Este es el artículo que he publicado en la revista SAVIA del mes de mayo sobre turismo. Se lo dediqué a Francia. Espero que os guste.
REPÚBLICA DE AGUA, PIEDRA Y MEMORIALES
Viajar es evocar. ¿Quién estuvo antes aquí? ¿Qué hizo? ¿Por qué? ¿Qué vio? ¿Qué soñó? ¿Qué nos legó?
Ya no existen lugares vírgenes que podamos hollar los primeros, de hecho no existieron nunca, decirlo fue una boutade producto de la arrogancia del hombre blanco y después un afortunado eslogan turístico.
Cuando visito algún lugar trato de evocarlo en otro tiempo, con otras gentes, compenetrarme en lo posible con aquellos que me precedieron y que fueron tan importantes como para decidirme a seguir sus huellas.
Para evocar preciso empaparme del presente, de lo tangible que tengo delante y combinarlo con mis ensoñaciones. Luego, disfrutar tanto del viaje como del destino, del ir como del llegar. Por eso detesto el avión, que me priva de la mitad del gozo. En coche y en buena compañía dedico mis vacaciones desde hace varios años a recorrer Francia, a patear sus caminos, a fundirme con su historia y a sumergirme entre sus gentes apacibles.
Francia es una república tricolor de agua, piedra y memoriales. Agua de ríos nervudos que le dieron esplendor y de costas infinitas; piedra de castillos y palacios, de acantilados y abadías; memoriales de victorias y derrotas, a veces de vergüenzas y arrepentimientos, de hombres ilustres, de tiranos y poetas.
Marsella es Alejandro Dumas, el castillo de If sometido al embate de las olas y un falso conde melancólico y vengativo; Burdeos y Toulouse, dos perlas enhebradas por el turbio Garona, hilo de Eurico para tejer sus efímeros sueños de renacer imperial; París añora a Víctor Hugo, a Cuasimodo y los verdes ojos de Esmeralda reflejados en el Sena como polvo licuado de estrellas; Saint Malo es Chateaubriand recostado inerte en su túmulo frío del Grand Bé aguardando el retorno de los piratas que renombraron las Malvinas; Lyon se proyecta sobre un Ródano pesado y oscuro con la linterna mágica de los Lumiere; Nantes es la joya negrera prendida en la solapa de Julio Verne, que bebe muscadet con Nemo y Phileas Fogg, viajeros impenitentes varados para siempre en la Isla de las Máquinas Autómatas.
Agua y piedra son también las espumas y la brea de la Costa Azul, la adusta Normandía del día D o la Bretaña rebelde, ese otro Finisterre vigilado por los colosales escuadrones pétreos de Carnac, que rivalizan con el tiempo. Es fácil evocar a Prosper Mérimée caminando entre los megalitos que protegió de la incuria mientras tararea las notas que Bizet compuso para su apasionada Carmen.

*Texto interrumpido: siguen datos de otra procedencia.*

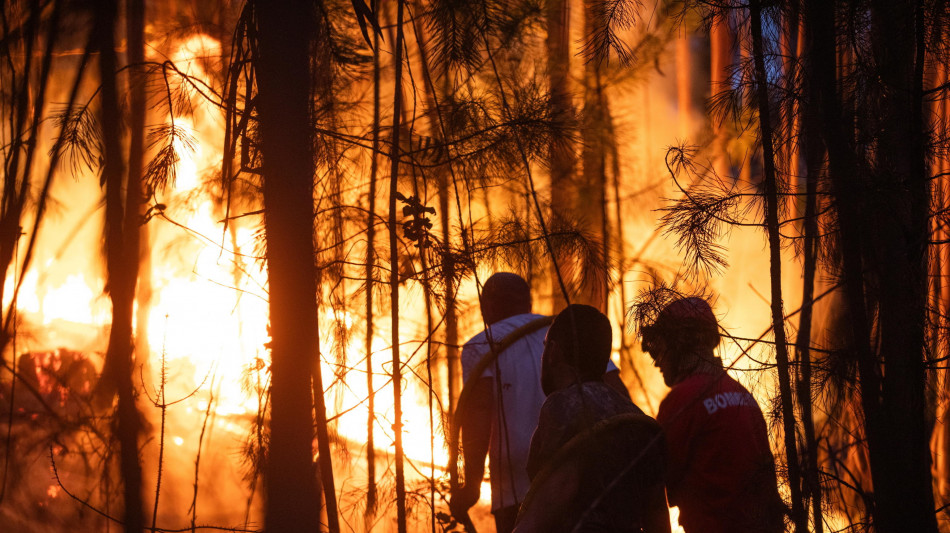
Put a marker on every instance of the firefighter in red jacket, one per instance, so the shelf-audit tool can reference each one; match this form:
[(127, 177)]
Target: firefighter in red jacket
[(720, 470)]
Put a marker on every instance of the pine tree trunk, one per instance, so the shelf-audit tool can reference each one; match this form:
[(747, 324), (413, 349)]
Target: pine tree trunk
[(122, 263), (562, 157), (901, 461), (720, 58), (799, 516), (394, 273), (284, 34), (591, 199)]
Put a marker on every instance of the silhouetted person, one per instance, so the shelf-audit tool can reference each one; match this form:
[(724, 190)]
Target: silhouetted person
[(720, 471), (596, 460), (504, 397)]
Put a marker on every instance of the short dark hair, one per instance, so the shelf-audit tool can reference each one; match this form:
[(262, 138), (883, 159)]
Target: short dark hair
[(585, 337), (686, 325), (510, 290)]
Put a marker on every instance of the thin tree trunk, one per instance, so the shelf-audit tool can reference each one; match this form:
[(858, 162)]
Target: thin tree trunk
[(799, 515), (122, 253), (443, 176), (720, 55), (684, 85), (284, 30), (810, 142), (562, 158), (370, 287), (394, 272), (592, 191), (901, 464)]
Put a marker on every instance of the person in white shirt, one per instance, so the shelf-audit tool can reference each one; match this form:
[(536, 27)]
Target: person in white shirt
[(503, 398)]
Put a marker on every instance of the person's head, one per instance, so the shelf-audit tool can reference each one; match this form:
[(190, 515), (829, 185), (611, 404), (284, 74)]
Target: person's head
[(682, 338), (504, 295), (576, 348)]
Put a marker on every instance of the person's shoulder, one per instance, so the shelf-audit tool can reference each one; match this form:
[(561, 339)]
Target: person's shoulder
[(499, 330)]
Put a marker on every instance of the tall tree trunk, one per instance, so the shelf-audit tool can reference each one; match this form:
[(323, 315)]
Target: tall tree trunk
[(444, 178), (901, 463), (775, 255), (591, 200), (394, 272), (371, 287), (284, 29), (122, 252), (562, 156), (720, 58), (684, 82), (810, 142)]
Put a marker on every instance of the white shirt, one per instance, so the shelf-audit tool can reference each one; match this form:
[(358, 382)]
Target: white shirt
[(517, 404)]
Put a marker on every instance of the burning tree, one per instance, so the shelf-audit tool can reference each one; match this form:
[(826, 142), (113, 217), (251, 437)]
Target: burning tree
[(245, 147)]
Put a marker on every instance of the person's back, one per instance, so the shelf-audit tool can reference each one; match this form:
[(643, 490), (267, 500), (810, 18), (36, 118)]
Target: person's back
[(614, 450), (722, 475), (514, 377), (596, 460)]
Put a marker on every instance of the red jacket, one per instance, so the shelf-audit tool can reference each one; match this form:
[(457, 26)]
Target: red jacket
[(720, 471)]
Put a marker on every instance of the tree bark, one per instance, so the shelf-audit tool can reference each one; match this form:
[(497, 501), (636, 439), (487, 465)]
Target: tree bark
[(285, 29), (122, 252), (394, 272), (562, 158), (799, 515)]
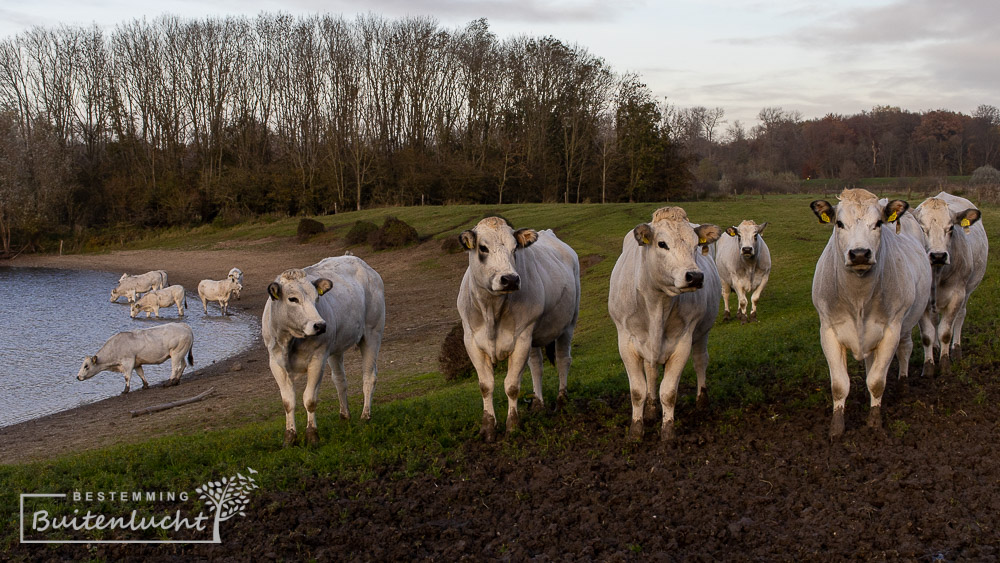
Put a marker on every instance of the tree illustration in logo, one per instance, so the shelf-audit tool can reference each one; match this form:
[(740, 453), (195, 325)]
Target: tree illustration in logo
[(229, 497)]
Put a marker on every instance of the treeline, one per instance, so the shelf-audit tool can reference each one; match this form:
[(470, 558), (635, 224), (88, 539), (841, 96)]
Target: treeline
[(184, 122)]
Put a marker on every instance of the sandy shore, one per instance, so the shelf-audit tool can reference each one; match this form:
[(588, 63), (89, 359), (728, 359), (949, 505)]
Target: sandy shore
[(420, 309)]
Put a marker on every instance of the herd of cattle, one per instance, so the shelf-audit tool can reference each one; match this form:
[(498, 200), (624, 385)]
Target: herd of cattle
[(885, 269)]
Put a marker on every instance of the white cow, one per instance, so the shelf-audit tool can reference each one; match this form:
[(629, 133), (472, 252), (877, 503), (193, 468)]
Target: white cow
[(128, 351), (520, 293), (132, 286), (154, 300), (744, 263), (221, 291), (313, 316), (957, 248), (664, 299), (871, 287)]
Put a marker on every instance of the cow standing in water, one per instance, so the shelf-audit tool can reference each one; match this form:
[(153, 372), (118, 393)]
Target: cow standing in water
[(664, 299), (311, 318), (521, 292), (871, 287)]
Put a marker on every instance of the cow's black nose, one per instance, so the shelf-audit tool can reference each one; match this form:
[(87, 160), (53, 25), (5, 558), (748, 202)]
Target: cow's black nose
[(939, 258), (694, 279), (510, 281), (859, 255)]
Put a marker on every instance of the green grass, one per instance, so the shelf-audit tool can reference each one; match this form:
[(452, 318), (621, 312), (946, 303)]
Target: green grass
[(776, 362)]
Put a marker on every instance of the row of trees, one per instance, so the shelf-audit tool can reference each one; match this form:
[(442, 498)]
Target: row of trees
[(178, 121)]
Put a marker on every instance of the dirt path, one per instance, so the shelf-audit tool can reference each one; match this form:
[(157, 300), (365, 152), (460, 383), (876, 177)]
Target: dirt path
[(419, 312)]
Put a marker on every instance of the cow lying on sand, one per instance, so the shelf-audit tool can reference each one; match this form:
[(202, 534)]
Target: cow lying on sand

Me digo que el triunfo de Francia se apoyó siempre en el agua de sus ríos señoriales cuajados de castillos, en sus costas neblinosas resonantes de guijarros acechadas por fantasmales naves libúrnicas. Quizá por eso Verne, en su novela maldita, la más romántica, la más atrevida, París en el siglo XX, imaginó la capital como el puerto más grande de Europa abierto al mar por una grandiosa obra de ingeniería que convertía al Sena en una especie de canal de Panamá.
La naturaleza de Francia es líquida, verde, fértil, elástica y fibrosa, de fisiología dúctil pero resistente. De tanto en tanto, la Historia la obliga a diluirse y entonces se vaporiza tras un burbujeo efervescente para licuarse poco después, transformada en otra, pero siempre la misma. Pétrea y acuática, en un eterno vaivén entre climaterio y renacimiento.